AIIM levert de software aan de AGV-fabrikant, die de robots uiteindelijk verkoopt aan de eindklant. “Het is voor zowel AIIM als de AGV-fabrikant nog heel erg zoeken hoeveel die eindklant overheeft voor een nieuwe generatie automatische AGV”, vertelt Dubbelman. Bovendien moet de eindklant vertrouwen krijgen in de AI-technologie.

“Een grote uitdaging”, vertelt Dubbelman. “Een bedrijf gaat geen miljoenen investeren als het niet zeker weet of de technologie honderd procent betrouwbaar is. Samen met onze partners moeten we dus projecten draaien om te bewijzen dat onze technologie werkt. Zonder subsidies lukt dat niet. Aansluiting vinden bij nationale en Europese subsidieprojecten, is dus heel belangrijk. Brainport is daarin een belangrijke schakel.”

Roerig begin

AIIM heeft een roerig begin achter de rug: het eerste jaar stond in het teken van opstarten en vervolgens brak er een wereldwijde pandemie uit. Inmiddels bevindt de start-up zich in het derde jaar, en ziet Dubbelman dat er zich steeds meer kansen voordoen. De aankomende twee jaar moet de technologie van AIIM écht volwassen worden.  

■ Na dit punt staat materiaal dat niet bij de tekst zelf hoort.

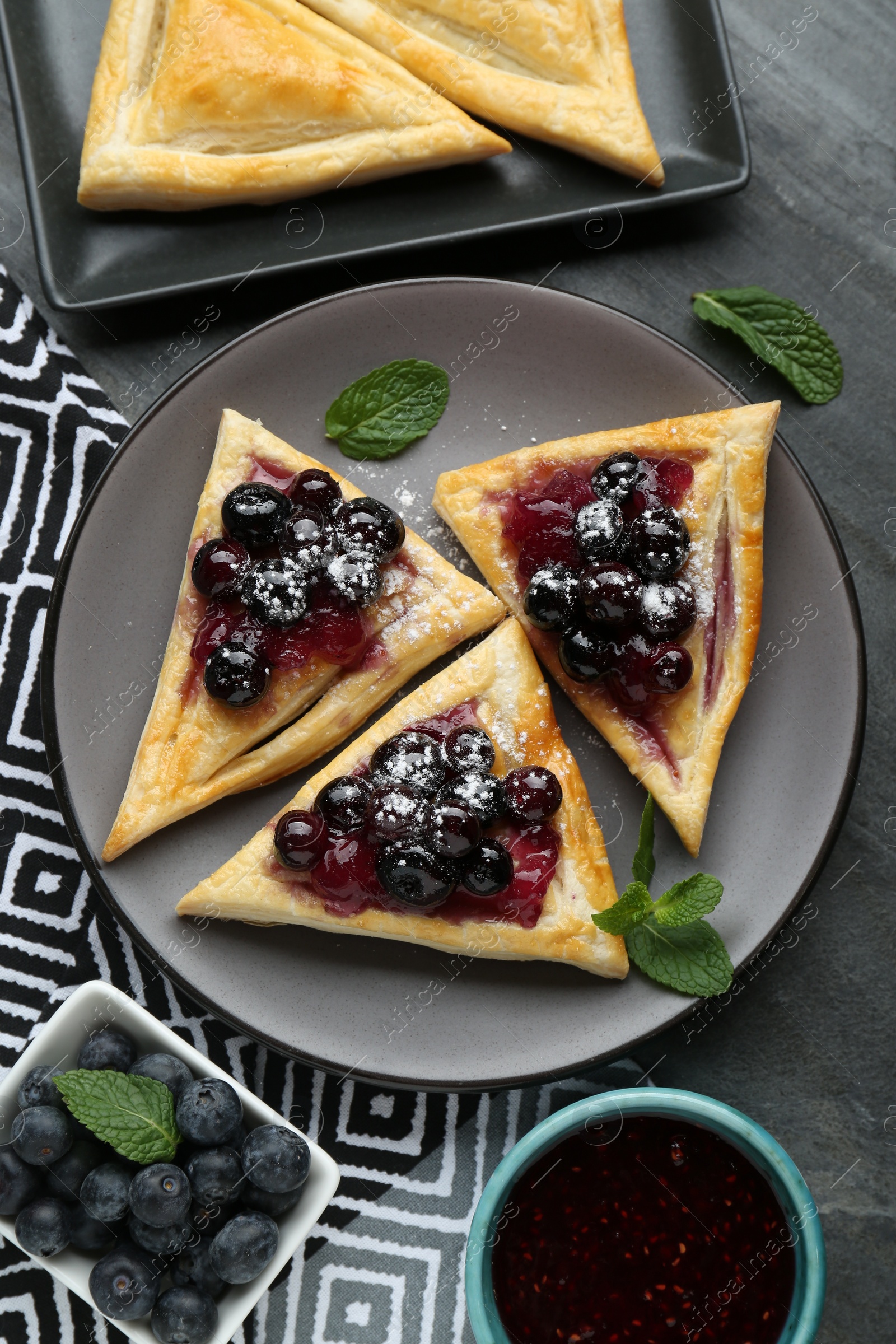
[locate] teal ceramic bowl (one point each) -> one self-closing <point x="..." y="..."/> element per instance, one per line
<point x="738" y="1130"/>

“Dat kunnen we alleen bereiken samen met AGV-producenten die in ons geloven, zodat we een eindproduct ontwikkelen die we samen aan een eindklant kunnen verkopen.” Over vijf jaar hoopt Dubbelman dat er een kleine duizend AGV’s rondrijden in Europese magazijnen met de AI van AIIM. “Die robots zijn 24/7 actief en worden ingezet om de productie en logistieke processen efficiënter en flexibeler te maken.”